“Una delle direttrici della mia azione è stata quella di sollevare la domanda di giustizia per la morte di Giulio Regeni in tutte le sedi al più alto livello. Il livello diplomatico si conforma alle istruzioni delle autorità di governo, in alcun modo vi si può sostituire”. A riferirlo l’ambasciatore in Egitto, Giampaolo Cantini, nel corso della sua audizione alla commissione parlamentare d’inchiesta. “Ho perseguito la mia missione con la massima dedizione e continuerò a farlo”, si è difeso l’ambasciatore. Proprio la famiglia Regeni, di fronte allo stallo nelle indagini e ai depistaggi del Cairo, ha più volte richiesto all’esecutivo il ritiro dell’ambasciatore.

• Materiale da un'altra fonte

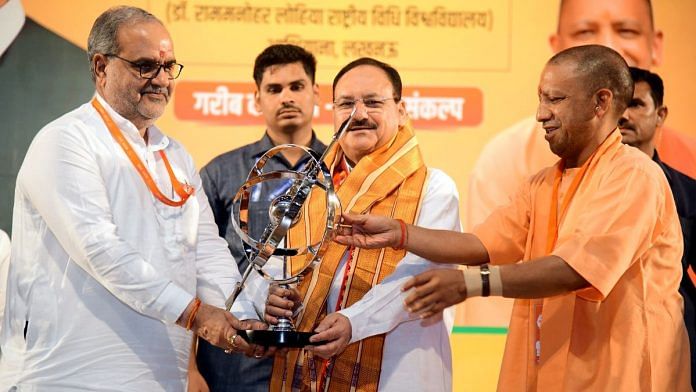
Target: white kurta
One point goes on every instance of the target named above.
(417, 355)
(100, 269)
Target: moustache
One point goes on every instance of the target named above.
(162, 91)
(362, 123)
(288, 107)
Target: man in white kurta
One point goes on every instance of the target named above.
(103, 273)
(354, 300)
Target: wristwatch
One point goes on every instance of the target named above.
(485, 281)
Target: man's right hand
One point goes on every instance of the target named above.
(281, 302)
(218, 326)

Gli stessi genitori di Giulio, Claudio Regeni e Paola Deffendi, avevano denunciato alla commissione d’inchiesta, durante la loro audizione dello scorso 4 febbraio, come l’ambasciatore (inviato in Egitto dall’allora ministro degli Esteri, Angelino Alfano, da settembre 2017) avesse interrotto i rapporti con la stessa famiglia da tempo: “Nemmeno ci risponde alle mail, doveva ricercare verità, ma persegue altri obiettivi”, avevano attaccato.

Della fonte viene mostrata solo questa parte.